Designing for Trust & Calibration

Playbook · Agent UX & Human Interaction

Designing for trust means engineering for the right amount of it, not the most.

A trustworthy agent is not one users trust the most — it is one whose trust tracks its actual reliability. The expensive failures in production are not under-trusted agents (users just stop using them); they are over-trusted ones that are confidently wrong and get believed. This essay treats trust as a calibration target you design toward, with confidence display, track records, and friction as the instruments.

STEP 1

The target is calibration, not maximization.

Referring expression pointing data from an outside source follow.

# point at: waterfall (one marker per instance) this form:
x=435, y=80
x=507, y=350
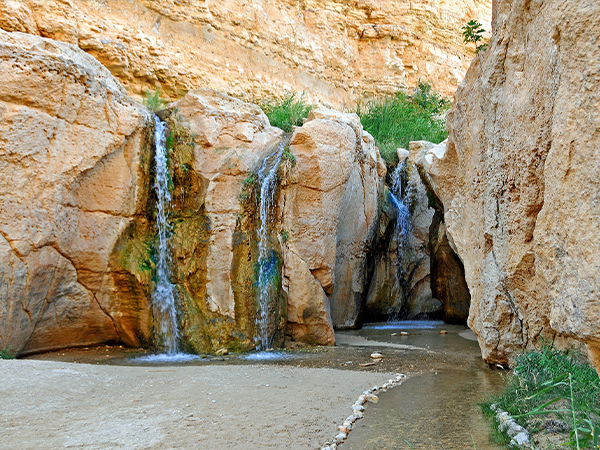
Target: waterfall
x=163, y=297
x=400, y=195
x=268, y=260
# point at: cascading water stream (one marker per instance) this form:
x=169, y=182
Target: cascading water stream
x=400, y=194
x=268, y=262
x=163, y=297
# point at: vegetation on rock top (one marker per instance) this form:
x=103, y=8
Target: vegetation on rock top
x=286, y=112
x=552, y=391
x=397, y=119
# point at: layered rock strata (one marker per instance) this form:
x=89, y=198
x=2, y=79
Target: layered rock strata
x=330, y=210
x=71, y=177
x=332, y=50
x=519, y=175
x=400, y=283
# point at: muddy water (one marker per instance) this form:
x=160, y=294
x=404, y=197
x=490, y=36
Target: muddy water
x=435, y=408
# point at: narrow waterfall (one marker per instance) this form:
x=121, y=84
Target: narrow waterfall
x=400, y=196
x=269, y=276
x=163, y=297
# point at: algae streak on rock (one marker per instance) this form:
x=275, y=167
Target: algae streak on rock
x=334, y=51
x=519, y=178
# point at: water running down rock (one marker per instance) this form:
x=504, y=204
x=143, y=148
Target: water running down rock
x=400, y=192
x=163, y=297
x=269, y=263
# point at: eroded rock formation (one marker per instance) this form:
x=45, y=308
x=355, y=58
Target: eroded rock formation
x=519, y=178
x=331, y=214
x=400, y=284
x=70, y=142
x=333, y=50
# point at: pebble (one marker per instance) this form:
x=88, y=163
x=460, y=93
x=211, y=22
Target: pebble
x=358, y=408
x=373, y=398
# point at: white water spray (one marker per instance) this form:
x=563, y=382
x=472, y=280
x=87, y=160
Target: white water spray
x=268, y=262
x=163, y=297
x=400, y=195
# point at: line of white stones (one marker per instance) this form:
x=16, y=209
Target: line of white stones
x=519, y=435
x=358, y=410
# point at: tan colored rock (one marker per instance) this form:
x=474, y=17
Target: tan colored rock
x=448, y=282
x=330, y=210
x=70, y=184
x=223, y=156
x=401, y=281
x=519, y=175
x=334, y=51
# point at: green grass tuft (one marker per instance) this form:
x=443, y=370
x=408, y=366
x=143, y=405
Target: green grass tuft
x=287, y=111
x=551, y=384
x=153, y=100
x=397, y=119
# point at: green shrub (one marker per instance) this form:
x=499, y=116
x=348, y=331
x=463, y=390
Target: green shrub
x=153, y=101
x=397, y=119
x=472, y=33
x=287, y=111
x=551, y=384
x=288, y=155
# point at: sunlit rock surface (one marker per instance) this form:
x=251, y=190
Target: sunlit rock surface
x=70, y=177
x=519, y=178
x=330, y=210
x=332, y=50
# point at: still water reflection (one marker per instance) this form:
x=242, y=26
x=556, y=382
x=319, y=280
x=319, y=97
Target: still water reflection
x=436, y=409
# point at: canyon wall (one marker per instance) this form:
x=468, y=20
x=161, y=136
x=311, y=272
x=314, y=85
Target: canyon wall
x=71, y=181
x=333, y=50
x=519, y=178
x=77, y=222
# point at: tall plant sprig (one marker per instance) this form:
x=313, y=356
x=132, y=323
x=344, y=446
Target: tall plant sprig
x=473, y=33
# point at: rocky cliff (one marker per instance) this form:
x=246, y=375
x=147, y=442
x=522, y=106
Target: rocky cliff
x=519, y=178
x=72, y=178
x=333, y=50
x=77, y=211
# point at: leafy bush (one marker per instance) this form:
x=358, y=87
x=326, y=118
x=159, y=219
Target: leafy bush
x=397, y=119
x=553, y=385
x=472, y=33
x=153, y=101
x=286, y=112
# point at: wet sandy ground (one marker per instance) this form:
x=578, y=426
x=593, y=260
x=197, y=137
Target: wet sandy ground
x=106, y=398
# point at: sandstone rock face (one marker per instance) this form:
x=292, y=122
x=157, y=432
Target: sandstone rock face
x=334, y=51
x=330, y=209
x=70, y=183
x=519, y=178
x=448, y=283
x=400, y=286
x=231, y=137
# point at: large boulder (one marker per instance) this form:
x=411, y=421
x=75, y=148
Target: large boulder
x=71, y=181
x=330, y=210
x=519, y=178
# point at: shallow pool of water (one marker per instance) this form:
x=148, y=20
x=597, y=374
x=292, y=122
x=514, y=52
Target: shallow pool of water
x=436, y=409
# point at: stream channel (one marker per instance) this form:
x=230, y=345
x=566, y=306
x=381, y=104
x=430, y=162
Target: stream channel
x=434, y=408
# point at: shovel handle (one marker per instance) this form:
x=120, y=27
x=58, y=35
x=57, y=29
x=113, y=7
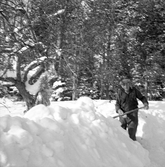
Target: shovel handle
x=128, y=112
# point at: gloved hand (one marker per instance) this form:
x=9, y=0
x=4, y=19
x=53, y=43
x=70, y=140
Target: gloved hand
x=146, y=106
x=120, y=112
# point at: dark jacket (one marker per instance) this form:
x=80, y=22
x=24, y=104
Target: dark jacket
x=127, y=102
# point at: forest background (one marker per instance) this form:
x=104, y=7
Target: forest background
x=81, y=46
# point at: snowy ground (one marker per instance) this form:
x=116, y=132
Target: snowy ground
x=79, y=134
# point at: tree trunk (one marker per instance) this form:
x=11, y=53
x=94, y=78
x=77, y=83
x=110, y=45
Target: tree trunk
x=28, y=98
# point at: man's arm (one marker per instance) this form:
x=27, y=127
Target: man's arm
x=142, y=98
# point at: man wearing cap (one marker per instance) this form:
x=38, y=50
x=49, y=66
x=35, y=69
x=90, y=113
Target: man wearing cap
x=126, y=101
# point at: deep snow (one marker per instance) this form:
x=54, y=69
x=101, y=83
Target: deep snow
x=79, y=133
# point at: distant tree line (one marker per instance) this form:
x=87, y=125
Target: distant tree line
x=88, y=44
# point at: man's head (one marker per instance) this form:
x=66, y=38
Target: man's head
x=126, y=84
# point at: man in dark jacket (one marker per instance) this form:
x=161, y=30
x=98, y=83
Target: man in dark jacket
x=126, y=101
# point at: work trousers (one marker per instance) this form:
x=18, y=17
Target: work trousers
x=130, y=123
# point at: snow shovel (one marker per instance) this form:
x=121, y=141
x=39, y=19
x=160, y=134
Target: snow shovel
x=128, y=112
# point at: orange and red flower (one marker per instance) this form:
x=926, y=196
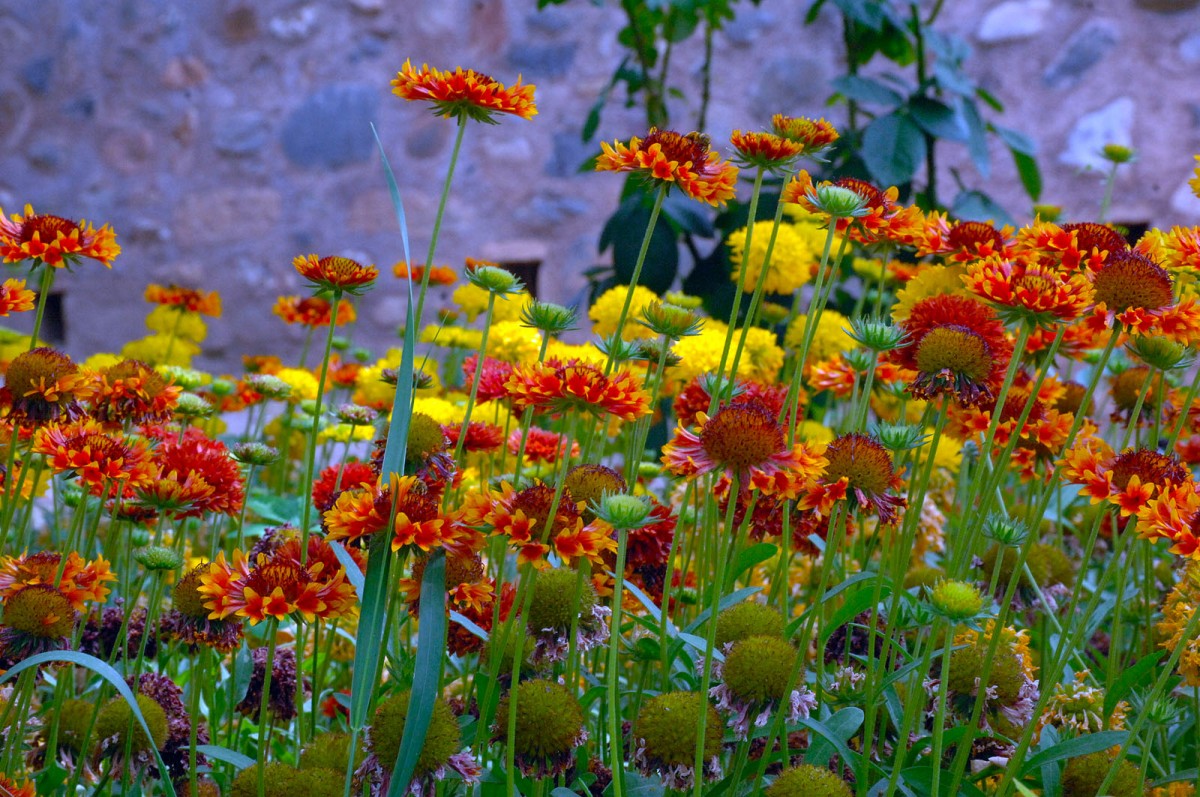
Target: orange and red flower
x=744, y=442
x=667, y=157
x=82, y=581
x=335, y=274
x=54, y=240
x=549, y=387
x=955, y=346
x=463, y=93
x=312, y=311
x=15, y=298
x=190, y=299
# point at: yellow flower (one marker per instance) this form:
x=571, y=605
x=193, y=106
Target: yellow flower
x=829, y=337
x=586, y=353
x=346, y=433
x=810, y=431
x=513, y=342
x=304, y=384
x=606, y=311
x=161, y=349
x=181, y=323
x=933, y=281
x=439, y=409
x=792, y=259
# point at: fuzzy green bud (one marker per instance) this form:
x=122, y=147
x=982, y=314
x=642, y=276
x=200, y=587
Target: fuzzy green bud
x=547, y=317
x=268, y=385
x=670, y=319
x=255, y=454
x=957, y=600
x=157, y=557
x=495, y=279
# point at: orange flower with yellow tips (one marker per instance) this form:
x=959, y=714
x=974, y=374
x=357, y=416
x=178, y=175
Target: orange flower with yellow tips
x=190, y=299
x=15, y=298
x=670, y=159
x=54, y=240
x=335, y=274
x=549, y=387
x=463, y=94
x=82, y=581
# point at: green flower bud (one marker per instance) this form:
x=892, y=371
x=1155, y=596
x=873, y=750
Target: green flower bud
x=547, y=317
x=157, y=557
x=192, y=406
x=117, y=719
x=807, y=780
x=253, y=454
x=876, y=334
x=553, y=592
x=671, y=321
x=495, y=279
x=269, y=387
x=957, y=600
x=442, y=739
x=747, y=619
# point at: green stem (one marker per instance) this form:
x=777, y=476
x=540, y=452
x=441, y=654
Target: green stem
x=437, y=225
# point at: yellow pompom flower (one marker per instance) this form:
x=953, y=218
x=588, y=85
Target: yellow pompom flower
x=181, y=323
x=439, y=409
x=513, y=342
x=303, y=383
x=792, y=259
x=161, y=349
x=346, y=433
x=606, y=311
x=829, y=337
x=933, y=281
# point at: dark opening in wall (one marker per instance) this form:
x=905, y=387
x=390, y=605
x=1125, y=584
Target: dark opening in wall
x=1133, y=231
x=527, y=271
x=54, y=324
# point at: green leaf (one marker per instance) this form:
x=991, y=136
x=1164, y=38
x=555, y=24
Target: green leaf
x=1027, y=169
x=108, y=673
x=1132, y=677
x=841, y=725
x=431, y=634
x=1075, y=748
x=893, y=148
x=753, y=556
x=867, y=90
x=1017, y=141
x=225, y=754
x=977, y=138
x=939, y=119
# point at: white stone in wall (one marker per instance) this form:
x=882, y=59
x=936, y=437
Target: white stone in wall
x=1113, y=124
x=1013, y=21
x=1186, y=202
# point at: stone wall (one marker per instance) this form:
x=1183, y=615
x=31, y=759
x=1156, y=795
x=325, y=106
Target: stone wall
x=223, y=137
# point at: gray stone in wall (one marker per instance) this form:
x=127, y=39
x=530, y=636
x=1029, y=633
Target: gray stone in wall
x=240, y=135
x=1113, y=124
x=1013, y=21
x=331, y=127
x=1086, y=48
x=568, y=154
x=1189, y=49
x=789, y=85
x=36, y=75
x=544, y=60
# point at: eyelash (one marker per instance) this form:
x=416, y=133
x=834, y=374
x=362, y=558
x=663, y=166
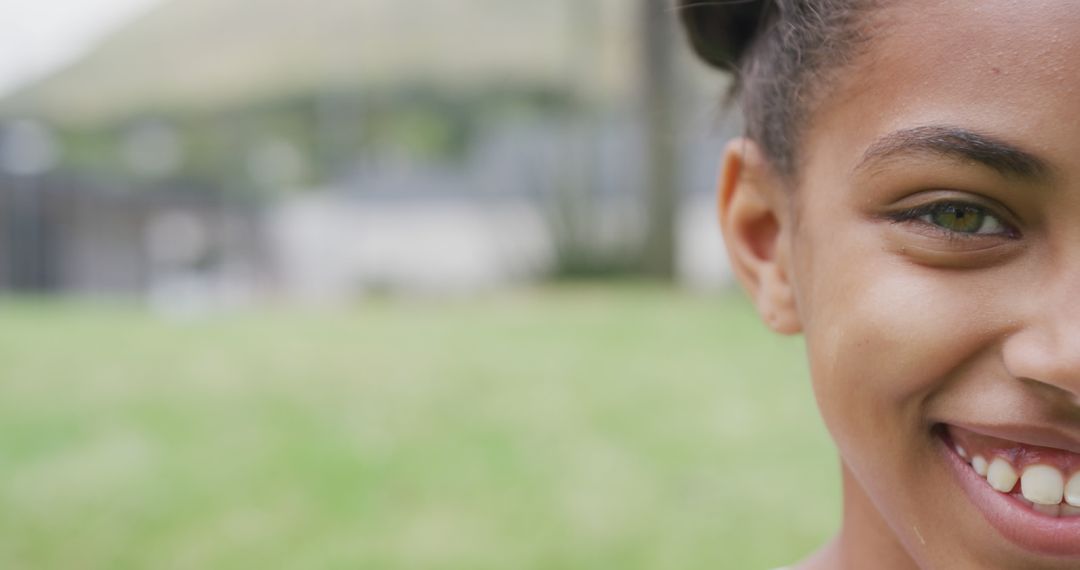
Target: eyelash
x=915, y=215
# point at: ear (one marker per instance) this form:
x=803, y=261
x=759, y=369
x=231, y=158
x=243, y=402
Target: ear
x=756, y=224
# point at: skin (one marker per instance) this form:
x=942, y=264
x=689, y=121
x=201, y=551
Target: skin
x=909, y=325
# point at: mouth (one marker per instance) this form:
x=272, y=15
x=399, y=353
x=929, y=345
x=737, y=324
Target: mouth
x=1030, y=493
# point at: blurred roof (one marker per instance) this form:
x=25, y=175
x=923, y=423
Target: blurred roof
x=207, y=54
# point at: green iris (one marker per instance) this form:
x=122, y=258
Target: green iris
x=958, y=218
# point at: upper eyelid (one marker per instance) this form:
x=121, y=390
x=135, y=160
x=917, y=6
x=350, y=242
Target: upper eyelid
x=915, y=213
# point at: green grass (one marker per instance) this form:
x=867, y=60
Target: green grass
x=574, y=428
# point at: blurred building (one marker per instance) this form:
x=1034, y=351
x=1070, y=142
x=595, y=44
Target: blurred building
x=324, y=149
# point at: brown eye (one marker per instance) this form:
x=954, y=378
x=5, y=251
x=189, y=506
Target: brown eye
x=962, y=218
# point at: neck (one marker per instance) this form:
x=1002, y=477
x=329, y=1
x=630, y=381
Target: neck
x=865, y=540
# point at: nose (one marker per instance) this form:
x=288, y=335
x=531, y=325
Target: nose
x=1047, y=349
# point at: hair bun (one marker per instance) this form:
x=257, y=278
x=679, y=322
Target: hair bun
x=723, y=30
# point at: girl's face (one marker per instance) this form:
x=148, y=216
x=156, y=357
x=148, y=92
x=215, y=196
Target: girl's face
x=934, y=266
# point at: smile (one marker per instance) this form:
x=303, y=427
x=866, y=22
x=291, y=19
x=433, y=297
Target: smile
x=1047, y=479
x=1029, y=492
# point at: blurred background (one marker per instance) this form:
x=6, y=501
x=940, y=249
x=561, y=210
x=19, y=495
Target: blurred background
x=381, y=284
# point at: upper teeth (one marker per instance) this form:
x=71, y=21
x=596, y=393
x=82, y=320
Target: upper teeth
x=1001, y=475
x=1042, y=485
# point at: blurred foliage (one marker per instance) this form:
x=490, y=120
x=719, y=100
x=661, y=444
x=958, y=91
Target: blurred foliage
x=575, y=428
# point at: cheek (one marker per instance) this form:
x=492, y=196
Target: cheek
x=885, y=335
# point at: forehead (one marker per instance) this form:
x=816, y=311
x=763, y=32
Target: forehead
x=1002, y=67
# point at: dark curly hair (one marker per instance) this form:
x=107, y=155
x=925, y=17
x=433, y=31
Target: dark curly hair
x=783, y=55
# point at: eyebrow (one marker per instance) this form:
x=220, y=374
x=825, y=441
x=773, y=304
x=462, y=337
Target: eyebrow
x=957, y=144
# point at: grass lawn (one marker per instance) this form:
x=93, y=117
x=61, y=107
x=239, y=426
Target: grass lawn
x=568, y=428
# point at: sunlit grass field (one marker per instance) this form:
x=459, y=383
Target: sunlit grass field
x=566, y=428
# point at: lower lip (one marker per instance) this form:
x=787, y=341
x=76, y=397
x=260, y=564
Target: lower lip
x=1017, y=523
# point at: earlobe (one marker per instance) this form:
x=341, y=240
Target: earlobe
x=756, y=225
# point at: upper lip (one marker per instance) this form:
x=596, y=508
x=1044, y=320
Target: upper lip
x=1031, y=435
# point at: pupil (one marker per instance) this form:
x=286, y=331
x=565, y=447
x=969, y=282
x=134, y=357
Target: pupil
x=959, y=218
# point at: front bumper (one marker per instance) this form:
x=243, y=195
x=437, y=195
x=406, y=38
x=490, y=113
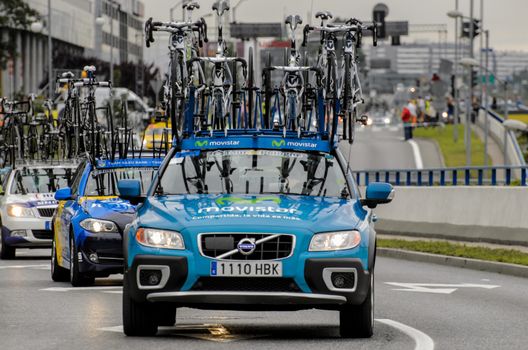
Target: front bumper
x=102, y=254
x=319, y=295
x=27, y=232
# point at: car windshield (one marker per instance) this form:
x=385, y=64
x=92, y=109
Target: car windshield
x=41, y=180
x=253, y=172
x=103, y=182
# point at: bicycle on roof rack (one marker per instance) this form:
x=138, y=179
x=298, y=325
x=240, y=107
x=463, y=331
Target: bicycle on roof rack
x=300, y=99
x=209, y=105
x=343, y=90
x=182, y=37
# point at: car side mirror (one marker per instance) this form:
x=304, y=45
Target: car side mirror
x=378, y=193
x=130, y=190
x=64, y=194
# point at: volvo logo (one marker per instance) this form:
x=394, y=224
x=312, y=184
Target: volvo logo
x=246, y=246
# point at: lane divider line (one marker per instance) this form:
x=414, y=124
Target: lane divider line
x=422, y=340
x=417, y=154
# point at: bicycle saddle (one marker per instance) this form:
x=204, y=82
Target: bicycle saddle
x=220, y=7
x=191, y=6
x=293, y=20
x=324, y=15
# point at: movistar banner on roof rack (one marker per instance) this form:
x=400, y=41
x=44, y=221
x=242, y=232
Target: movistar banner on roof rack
x=129, y=163
x=256, y=142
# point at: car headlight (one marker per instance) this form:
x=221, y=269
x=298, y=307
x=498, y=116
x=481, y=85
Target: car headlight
x=19, y=211
x=329, y=241
x=99, y=226
x=160, y=238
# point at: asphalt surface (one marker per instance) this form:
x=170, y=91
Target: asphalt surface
x=418, y=306
x=380, y=147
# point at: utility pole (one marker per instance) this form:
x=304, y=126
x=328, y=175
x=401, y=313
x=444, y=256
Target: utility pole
x=470, y=86
x=50, y=55
x=455, y=90
x=485, y=100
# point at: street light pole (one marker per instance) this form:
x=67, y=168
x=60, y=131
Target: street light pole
x=485, y=100
x=455, y=90
x=50, y=55
x=470, y=87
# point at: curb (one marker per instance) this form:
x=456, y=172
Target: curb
x=473, y=264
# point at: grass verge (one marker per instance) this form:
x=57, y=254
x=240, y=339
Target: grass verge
x=454, y=153
x=459, y=250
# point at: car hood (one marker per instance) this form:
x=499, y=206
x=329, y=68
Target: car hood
x=113, y=209
x=207, y=212
x=33, y=199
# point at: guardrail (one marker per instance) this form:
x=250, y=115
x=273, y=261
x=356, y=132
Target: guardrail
x=464, y=176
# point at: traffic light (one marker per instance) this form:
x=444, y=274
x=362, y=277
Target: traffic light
x=379, y=18
x=466, y=28
x=474, y=78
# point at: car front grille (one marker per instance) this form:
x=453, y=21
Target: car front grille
x=46, y=212
x=42, y=234
x=246, y=284
x=214, y=245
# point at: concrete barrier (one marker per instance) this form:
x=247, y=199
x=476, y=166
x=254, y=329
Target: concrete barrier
x=485, y=214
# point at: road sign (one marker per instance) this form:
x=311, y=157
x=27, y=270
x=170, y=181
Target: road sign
x=395, y=28
x=255, y=30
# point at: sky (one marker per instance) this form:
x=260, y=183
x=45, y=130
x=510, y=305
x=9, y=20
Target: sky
x=507, y=20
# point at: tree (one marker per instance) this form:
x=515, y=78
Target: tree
x=14, y=14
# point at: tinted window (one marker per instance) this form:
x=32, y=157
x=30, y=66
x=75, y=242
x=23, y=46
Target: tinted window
x=103, y=182
x=254, y=172
x=40, y=180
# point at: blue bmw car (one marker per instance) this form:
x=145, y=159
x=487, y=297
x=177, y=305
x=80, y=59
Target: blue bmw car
x=246, y=223
x=90, y=219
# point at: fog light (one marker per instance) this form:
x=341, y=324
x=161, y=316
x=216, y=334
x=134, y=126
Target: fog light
x=343, y=280
x=18, y=233
x=93, y=257
x=149, y=277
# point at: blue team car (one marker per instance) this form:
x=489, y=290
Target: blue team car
x=251, y=223
x=89, y=221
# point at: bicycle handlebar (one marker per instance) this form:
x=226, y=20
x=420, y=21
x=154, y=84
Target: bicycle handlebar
x=173, y=27
x=352, y=25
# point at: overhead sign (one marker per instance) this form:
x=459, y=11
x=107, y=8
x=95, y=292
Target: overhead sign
x=255, y=30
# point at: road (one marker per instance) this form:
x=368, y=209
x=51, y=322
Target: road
x=418, y=306
x=383, y=147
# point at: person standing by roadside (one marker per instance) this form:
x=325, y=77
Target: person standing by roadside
x=408, y=115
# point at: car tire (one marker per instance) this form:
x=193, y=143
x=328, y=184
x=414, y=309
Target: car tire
x=6, y=252
x=166, y=315
x=77, y=278
x=138, y=318
x=357, y=321
x=58, y=273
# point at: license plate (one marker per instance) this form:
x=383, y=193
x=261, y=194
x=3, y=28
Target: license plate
x=246, y=268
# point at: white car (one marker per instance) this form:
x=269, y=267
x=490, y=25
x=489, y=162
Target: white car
x=27, y=205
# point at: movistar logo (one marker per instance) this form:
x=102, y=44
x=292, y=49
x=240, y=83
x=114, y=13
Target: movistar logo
x=201, y=143
x=278, y=143
x=239, y=200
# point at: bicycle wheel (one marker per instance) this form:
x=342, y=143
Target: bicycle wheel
x=250, y=85
x=349, y=120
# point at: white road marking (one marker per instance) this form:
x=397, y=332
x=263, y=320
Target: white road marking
x=37, y=267
x=422, y=340
x=436, y=288
x=417, y=155
x=78, y=289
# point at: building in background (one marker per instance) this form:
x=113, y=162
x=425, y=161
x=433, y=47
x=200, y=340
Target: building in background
x=76, y=34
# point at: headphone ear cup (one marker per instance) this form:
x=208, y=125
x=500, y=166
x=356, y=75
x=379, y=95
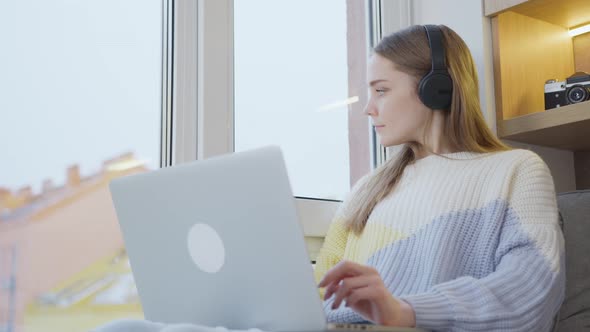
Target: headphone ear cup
x=436, y=90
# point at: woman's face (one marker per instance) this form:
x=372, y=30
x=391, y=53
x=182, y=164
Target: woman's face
x=396, y=112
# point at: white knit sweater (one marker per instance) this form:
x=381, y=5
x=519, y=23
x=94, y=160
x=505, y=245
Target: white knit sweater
x=472, y=243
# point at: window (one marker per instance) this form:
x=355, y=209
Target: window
x=299, y=83
x=81, y=103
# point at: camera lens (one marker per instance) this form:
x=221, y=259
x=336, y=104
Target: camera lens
x=577, y=94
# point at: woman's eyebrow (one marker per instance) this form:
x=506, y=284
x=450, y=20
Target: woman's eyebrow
x=376, y=81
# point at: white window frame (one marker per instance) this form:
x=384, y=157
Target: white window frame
x=198, y=104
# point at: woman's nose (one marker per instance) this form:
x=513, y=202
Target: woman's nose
x=369, y=110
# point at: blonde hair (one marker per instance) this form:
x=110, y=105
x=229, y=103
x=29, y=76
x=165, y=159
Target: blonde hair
x=464, y=124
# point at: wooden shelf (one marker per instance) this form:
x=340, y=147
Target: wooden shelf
x=566, y=127
x=567, y=14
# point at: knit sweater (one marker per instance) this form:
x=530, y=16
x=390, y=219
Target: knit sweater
x=472, y=243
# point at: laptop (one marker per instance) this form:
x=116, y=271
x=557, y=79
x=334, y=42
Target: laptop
x=218, y=243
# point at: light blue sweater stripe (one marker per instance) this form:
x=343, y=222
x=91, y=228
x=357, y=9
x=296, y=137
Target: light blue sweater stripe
x=477, y=263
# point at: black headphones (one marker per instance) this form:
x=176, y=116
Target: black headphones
x=436, y=88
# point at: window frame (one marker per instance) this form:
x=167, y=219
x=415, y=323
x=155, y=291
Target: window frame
x=198, y=87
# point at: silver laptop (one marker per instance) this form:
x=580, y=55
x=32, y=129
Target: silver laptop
x=217, y=243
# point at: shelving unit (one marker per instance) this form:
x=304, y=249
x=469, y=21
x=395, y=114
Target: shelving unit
x=531, y=45
x=566, y=128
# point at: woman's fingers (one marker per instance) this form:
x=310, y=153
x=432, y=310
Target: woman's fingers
x=349, y=286
x=360, y=294
x=342, y=270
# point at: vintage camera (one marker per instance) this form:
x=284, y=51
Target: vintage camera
x=575, y=89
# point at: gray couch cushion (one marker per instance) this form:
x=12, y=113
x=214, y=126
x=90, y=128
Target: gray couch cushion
x=574, y=208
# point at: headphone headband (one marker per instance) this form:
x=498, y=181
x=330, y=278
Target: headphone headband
x=435, y=88
x=436, y=48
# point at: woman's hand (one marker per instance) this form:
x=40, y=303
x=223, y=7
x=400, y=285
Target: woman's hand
x=362, y=288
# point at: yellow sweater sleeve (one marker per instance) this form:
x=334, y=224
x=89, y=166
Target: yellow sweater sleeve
x=332, y=250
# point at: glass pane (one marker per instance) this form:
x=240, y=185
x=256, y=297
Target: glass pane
x=80, y=97
x=292, y=74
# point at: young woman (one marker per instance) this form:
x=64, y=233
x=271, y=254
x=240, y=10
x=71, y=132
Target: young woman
x=455, y=232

Two failure modes bracket every agent. Under-trust: the user re-checks everything, the agent's speed advantage evaporates, and the product is abandoned. Over-trust (sometimes called automation complacency): the user stops inspecting outputs, so the agent's errors pass straight through to consequences. The design goal — the term of art from the human-automation literature carried into agent UX — is trust calibration: user-perceived reliability should match measured reliability, per task type, because an agent that is excellent at summarizing and mediocre at arithmetic has two different true reliabilities and deserves two different levels of trust.

"Users love it" is not a success metric for an agent. An agent users love and never verify is a latent incident. Measure the gap between trust and reliability, not trust alone.

STEP 2

A confidently wrong agent is the most expensive output you can ship.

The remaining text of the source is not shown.